Note - For each rule listed in the table below, the Action is Accept.
When the Source or Destination is Server, use your Security Management Server or Domain Management Server.

Rules for Traffic between SmartProvisioning Gateway and Management Server

Source	Destination	Service	Type of Allowed Traffic
Any	Server	FW1	Firewall control
Server	Any	FW1	Firewall control
Any	Server	CPD	CPD control
Server	Any	CPD	CPD control
Any	Server	FW1_ica_pull	Pulling certificates
Server	Any	FW1_ica_push	Pushing certificates
Server	Any	FW1_CPRID	Check Point Remote Installation Protocol, for Push actions
Any	Server	FW1_CPRID	Check Point Remote Installation Protocol. For firmware updates, from the Gateway to the Security Management Server
Any	Server	FW1_log	Logs
Server	Any	CPD_amon	Status monitoring
Any	Server	FW1_ica_services	IPsec VPN

Creating Security Policies for VPNs

To create a VPN tunnel from a SmartLSM Security Gateway to a CO gateway, create a Security Policy for this encrypted traffic. As in the basic Security Policy, use Dynamic Objects. This localizes the policy for each SmartLSM Security Gateway that references the SmartLSM Security Profile.

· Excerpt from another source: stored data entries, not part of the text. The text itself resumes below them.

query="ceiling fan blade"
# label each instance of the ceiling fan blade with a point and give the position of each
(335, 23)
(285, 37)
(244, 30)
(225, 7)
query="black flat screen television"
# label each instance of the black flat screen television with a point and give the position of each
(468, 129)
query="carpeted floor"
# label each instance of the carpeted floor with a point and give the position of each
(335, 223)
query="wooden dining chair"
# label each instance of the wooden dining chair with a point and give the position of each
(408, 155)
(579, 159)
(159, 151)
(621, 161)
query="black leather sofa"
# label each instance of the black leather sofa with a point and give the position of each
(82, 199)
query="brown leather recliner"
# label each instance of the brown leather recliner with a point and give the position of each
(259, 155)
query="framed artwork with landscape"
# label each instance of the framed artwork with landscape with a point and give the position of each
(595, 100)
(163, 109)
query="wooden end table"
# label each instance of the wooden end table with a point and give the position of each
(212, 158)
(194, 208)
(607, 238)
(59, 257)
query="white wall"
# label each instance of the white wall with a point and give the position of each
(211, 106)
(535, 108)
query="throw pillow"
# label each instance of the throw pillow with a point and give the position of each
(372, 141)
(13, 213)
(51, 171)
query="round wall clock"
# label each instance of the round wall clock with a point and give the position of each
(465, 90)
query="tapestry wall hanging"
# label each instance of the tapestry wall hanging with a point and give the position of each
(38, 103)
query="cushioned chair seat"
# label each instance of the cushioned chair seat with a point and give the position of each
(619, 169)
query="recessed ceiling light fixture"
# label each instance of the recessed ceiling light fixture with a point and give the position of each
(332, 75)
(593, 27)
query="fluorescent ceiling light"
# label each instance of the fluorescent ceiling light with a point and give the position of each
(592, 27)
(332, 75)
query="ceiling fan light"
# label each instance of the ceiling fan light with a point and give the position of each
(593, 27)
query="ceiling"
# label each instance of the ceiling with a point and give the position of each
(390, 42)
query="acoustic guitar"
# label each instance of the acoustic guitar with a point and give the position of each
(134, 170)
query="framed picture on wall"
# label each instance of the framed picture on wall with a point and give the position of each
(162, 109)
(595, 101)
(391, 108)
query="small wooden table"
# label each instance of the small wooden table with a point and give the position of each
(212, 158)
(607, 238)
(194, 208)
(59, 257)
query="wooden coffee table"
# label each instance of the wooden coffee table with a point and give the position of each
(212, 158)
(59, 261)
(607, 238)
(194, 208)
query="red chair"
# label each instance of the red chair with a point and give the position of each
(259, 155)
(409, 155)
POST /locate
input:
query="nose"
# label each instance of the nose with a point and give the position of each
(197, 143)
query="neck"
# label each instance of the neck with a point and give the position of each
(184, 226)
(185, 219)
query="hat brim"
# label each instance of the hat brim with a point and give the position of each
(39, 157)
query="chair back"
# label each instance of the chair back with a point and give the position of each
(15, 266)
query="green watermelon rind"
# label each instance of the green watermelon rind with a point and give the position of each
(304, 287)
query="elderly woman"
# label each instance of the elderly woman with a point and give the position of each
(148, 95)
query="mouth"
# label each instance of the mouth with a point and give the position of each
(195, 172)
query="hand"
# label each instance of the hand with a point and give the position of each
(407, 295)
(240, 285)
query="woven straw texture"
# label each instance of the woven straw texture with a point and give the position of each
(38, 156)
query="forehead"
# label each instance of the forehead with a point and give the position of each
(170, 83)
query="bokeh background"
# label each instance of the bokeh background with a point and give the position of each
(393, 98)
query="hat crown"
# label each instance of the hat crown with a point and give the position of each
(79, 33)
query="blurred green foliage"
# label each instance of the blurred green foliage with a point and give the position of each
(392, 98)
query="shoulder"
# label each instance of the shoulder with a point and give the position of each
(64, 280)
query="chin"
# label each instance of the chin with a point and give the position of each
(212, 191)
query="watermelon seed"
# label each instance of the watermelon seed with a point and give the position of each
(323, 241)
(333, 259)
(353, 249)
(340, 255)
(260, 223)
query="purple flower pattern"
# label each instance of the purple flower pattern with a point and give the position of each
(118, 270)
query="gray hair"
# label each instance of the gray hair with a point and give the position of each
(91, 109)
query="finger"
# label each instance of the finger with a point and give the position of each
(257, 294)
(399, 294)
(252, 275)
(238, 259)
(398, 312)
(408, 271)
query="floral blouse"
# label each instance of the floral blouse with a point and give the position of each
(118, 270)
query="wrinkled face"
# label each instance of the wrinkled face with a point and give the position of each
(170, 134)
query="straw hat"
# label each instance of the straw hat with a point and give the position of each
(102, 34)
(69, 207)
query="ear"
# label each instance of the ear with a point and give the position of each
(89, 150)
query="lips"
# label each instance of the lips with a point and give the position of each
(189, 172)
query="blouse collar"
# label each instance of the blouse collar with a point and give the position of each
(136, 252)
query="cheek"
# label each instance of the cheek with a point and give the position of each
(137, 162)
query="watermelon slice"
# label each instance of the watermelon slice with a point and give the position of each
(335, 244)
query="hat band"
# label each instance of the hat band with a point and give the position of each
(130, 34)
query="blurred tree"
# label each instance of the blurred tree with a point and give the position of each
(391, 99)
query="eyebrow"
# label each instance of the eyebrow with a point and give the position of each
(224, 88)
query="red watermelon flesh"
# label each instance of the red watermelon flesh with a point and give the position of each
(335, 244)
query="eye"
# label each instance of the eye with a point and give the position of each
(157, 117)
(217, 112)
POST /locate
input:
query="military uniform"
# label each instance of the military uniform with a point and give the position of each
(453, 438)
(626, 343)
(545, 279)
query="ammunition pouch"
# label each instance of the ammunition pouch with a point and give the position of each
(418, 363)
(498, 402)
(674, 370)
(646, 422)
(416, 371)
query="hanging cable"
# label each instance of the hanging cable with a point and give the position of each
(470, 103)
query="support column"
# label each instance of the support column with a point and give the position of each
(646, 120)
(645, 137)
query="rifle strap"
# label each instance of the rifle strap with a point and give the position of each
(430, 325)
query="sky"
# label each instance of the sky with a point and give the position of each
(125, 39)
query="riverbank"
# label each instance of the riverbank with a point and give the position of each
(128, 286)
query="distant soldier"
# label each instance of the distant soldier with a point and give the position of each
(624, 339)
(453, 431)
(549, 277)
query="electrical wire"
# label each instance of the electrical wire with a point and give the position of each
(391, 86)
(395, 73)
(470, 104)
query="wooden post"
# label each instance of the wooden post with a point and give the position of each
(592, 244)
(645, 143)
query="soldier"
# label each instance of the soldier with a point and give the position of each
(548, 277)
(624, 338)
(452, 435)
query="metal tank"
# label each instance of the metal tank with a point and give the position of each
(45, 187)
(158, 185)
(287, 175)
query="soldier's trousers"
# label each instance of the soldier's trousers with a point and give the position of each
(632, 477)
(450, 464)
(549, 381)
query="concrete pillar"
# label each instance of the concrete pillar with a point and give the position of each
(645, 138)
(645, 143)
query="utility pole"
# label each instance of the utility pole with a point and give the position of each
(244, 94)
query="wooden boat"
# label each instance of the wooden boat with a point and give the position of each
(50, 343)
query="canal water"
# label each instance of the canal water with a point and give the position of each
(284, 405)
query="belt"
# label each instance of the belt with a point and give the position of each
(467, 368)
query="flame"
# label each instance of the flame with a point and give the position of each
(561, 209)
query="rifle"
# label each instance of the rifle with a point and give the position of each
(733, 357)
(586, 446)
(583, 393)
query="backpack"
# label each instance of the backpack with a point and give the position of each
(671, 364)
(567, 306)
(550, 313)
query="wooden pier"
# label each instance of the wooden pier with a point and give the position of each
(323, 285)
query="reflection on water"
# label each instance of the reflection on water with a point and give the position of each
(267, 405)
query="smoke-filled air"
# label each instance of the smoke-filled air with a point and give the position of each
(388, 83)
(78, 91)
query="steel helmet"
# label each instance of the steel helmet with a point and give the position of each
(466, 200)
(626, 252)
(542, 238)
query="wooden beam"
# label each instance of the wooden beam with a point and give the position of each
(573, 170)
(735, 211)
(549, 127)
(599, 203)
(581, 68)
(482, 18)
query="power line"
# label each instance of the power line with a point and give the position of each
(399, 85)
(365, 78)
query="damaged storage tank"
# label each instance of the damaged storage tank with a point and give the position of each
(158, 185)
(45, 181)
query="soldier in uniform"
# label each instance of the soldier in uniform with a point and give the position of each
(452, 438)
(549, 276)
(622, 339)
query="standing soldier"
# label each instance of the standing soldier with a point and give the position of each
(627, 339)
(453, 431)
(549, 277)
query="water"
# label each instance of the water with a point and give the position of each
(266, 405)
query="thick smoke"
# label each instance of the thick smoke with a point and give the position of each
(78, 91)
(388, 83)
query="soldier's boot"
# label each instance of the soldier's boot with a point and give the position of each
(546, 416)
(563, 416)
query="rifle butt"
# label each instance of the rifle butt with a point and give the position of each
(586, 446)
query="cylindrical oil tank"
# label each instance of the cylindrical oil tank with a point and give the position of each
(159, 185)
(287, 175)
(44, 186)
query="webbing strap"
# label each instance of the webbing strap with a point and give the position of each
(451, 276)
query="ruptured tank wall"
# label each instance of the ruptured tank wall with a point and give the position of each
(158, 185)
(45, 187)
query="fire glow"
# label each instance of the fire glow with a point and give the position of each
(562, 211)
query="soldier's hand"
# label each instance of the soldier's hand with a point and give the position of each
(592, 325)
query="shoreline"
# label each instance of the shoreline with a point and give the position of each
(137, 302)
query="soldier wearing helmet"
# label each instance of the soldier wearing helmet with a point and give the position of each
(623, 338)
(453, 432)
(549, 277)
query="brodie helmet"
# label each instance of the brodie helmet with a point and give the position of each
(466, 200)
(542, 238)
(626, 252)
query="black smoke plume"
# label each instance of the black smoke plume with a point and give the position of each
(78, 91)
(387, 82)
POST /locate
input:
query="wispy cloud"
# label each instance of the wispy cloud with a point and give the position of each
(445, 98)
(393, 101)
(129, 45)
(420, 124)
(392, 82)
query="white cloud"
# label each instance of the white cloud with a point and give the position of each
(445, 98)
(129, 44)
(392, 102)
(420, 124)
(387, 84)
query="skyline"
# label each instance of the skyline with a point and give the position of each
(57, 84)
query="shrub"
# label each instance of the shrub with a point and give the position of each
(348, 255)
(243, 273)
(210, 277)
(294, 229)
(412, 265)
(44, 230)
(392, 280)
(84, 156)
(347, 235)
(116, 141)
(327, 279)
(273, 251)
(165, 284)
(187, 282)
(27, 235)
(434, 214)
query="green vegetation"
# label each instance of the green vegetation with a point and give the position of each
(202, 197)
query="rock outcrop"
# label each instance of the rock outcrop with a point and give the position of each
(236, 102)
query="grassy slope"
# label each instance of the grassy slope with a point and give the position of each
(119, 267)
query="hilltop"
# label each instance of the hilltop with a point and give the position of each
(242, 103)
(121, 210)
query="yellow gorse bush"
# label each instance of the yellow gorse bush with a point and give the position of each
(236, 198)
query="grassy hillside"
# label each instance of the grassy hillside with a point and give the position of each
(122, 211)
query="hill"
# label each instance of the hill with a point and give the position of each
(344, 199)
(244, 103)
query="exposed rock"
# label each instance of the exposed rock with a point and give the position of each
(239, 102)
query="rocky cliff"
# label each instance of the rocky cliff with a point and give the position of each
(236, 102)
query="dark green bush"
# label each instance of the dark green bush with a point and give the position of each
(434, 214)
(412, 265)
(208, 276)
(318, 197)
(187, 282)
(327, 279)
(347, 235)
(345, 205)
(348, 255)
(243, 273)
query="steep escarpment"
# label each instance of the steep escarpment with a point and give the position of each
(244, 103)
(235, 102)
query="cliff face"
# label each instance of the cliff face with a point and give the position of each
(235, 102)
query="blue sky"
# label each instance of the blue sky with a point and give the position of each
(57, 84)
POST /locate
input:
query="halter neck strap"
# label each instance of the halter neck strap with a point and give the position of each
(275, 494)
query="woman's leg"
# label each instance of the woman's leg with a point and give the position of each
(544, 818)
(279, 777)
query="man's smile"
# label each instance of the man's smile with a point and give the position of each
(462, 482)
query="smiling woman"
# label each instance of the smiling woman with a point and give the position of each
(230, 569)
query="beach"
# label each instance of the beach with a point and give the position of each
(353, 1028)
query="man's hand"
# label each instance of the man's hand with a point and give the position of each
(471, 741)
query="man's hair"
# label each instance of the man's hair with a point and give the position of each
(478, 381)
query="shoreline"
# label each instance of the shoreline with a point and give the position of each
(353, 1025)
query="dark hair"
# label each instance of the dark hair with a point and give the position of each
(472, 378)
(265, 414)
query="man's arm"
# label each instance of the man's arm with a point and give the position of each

To create a VPN Security Policy for a SmartLSM Security Profile:

Define a Star VPN Community.
Configure all the relevant authentication and encryption properties for it. To learn more, see the R80.30 Site to Site VPN Administration Guide.
Add the CO gateway as a Central Gateway.
Make sure the CO gateway is configured with a static IP address.
Add the SmartLSM Security Profile that represents the SmartLSM Security Gateways as a Satellite Gateway.
Add rules that allow relevant VPN traffic.
Example: This rule allows encrypted telnet traffic that matches the community criteria.

Example — Telnet Through VPN Traffic Rule

Source	Destination	Service	VPN	Action	Install On	Any
Any	Any	Telnet	Community	Accept	Any	Any

Add a rule to allow Push actions from SmartProvisioning: allow FW1_CPRID service from the Security Management Server or the Domain Management Server to LocalMachine.
Install the Security Policy on the SmartLSM Security Profile object.
Update the CO gateway with the new or changed SmartLSM Security Profiles. In SmartProvisioning, click Update Corporate Office Gateway.

Downloading a Security Policy to UTM-1 Edge Devices

SmartLSM Security Gateways on UTM-1 Edge devices can get security policies from the Security Management Server or Domain Management Server through the UTM-1 Edge Portal. You can use this option if, for some reason, SmartProvisioning is unable to fetch the SmartLSM Security Profile or unable to push the Security Policy.

To download a Security Policy to a SmartLSM Security Gateway from the UTM-1 Edge Portal:

Log in from the UTM-1 Edge portal to my.firewall.
Select Services > Accounts > Refresh, or select Services > Software Updates > Update Now.
The UTM-1 Edge SmartLSM Security Gateway polls for updates, and downloads the latest Security Policy.

To verify a successful download:

Log in from the UTM-1 Edge portal to my.firewall.
Select Reports > Event Log.
Find this message:
Installed updated Security Policy (downloaded).
Select Setup > Tools > Diagnostics.
Verify that the SmartLSM Security Profile in the Policy field is the UTM-1 Edge Profile that references the correct Security Policy.